Essa visão do que significa ser aberto reflete os princípios da termodinâmica, em que ser aberto é uma estratégia evolutiva, embora custosa. Sistemas abertos e fechados podem sobreviver em um ambiente imutável. Um sistema fechado se sairá melhor porque será otimizado de acordo com a eficiência. Em um mundo em mudança, um sistema fechado é frágil, enquanto um sistema aberto é robusto e adaptável. Um sistema aberto pode crescer e evoluir. Esse trade-off, entre custo e dinamismo, é uma distinção fundamental entre sistemas abertos e fechados.

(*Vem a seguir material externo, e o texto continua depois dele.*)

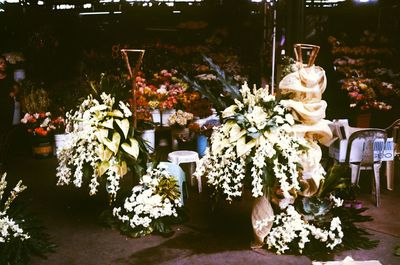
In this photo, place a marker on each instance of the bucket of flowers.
(39, 127)
(60, 136)
(179, 122)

Sistemas fechados são um equilíbrio dominante. Mas, para enfrentar as mudanças, todos os sistemas, incluindo sociedades e economias, precisam ser abertos para se beneficiar da experimentação. Sistemas abertos funcionam porque são resilientes e capazes de lidar com incertezas e mudanças aceleradas. Para que as universidades sobrevivam e prosperem, precisam deixar de operar como centros fechados de produção de conhecimento e se tornarem instituições abertas de conhecimento – Open Knowledge Institution (OKI).
Em um mundo incerto, os sistemas devem aceitar uma parcela da “ineficiência” (variabilidade) para maximizar a robustez. Uma OKI pode responder de forma mais produtiva a rupturas tecnológicas, rápidas mudanças globais e pressões competitivas dinâmicas. Dados esses atributos, uma OKI não é apenas uma estratégia ótima, mas também uma necessidade contemporânea.

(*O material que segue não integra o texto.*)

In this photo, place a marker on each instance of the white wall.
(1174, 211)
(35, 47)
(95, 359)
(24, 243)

A abertura é uma estratégia para prosperar no contexto de incerteza e mudança, e também uma posição ética baseada em princípios – uma qualidade liberal, enfatizando a inclusão social e minimizando tendências para a centralização do poder e distribuição injusta de recursos de conhecimento. Em um mundo em que a liderança moral e a confiança nas instituições são escassas, a abertura fornece uma posição ética a partir da qual as universidades podem falar como corretores honestos, interessados no poder do conhecimento para criar mudanças positivas na vida de muitos, não de poucos. A abertura reconhece a conexão que existe entre as universidades e as instituições locais, nacionais e comunidades globais das quais essas instituições dependem e, por sua vez, afetam. Posições abertas configuram as universidades como centros dentro de redes maiores de criação, compartilhamento, uso e crescimento de conhecimento.

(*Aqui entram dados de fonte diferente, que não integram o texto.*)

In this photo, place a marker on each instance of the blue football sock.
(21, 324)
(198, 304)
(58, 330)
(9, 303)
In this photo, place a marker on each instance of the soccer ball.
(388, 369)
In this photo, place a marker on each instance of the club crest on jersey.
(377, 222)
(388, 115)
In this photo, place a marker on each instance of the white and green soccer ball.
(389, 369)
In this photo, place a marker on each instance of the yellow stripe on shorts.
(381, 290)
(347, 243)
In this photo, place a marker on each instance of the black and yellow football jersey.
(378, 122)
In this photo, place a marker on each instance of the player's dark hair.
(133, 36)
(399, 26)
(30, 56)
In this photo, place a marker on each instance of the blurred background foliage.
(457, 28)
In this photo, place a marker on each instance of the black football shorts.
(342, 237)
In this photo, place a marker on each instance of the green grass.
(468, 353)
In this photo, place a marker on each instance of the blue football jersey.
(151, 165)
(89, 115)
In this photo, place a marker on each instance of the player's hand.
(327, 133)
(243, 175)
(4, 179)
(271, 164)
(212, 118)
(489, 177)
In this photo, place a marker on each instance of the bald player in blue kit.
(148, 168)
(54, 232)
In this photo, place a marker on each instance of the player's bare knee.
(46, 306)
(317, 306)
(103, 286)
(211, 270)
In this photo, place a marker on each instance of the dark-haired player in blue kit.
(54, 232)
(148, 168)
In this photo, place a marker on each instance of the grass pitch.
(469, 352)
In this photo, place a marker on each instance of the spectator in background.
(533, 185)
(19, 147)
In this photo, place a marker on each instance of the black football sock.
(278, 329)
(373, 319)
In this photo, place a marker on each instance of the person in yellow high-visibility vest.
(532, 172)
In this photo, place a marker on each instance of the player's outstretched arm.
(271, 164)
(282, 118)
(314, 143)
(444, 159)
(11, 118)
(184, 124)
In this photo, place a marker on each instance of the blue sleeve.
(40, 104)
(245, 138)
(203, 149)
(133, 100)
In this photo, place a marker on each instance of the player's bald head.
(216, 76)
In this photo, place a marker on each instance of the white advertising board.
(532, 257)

As universidades têm muitas oportunidades para o desenvolvimento futuro. Diversos atores construirão a abertura de modo incremental, baseando-se em sucessos passados e no desenvolvimento de valores e prioridades baseados em evidências. Para um número crescente, no entanto, a dependência de um caminho formatado no passado não é mais suficiente. Descontinuidades ou inversões podem ser necessárias para a sobrevivência; novos papeis ou posicionamentos da comunidade podem ser essenciais. Muitas universidades, de fato, já avançaram para uma função de conhecimento mais aberto dentro de suas comunidades – como “parte do mundo” em vez de um papel mais monástico ou intramural, “torres de marfim”.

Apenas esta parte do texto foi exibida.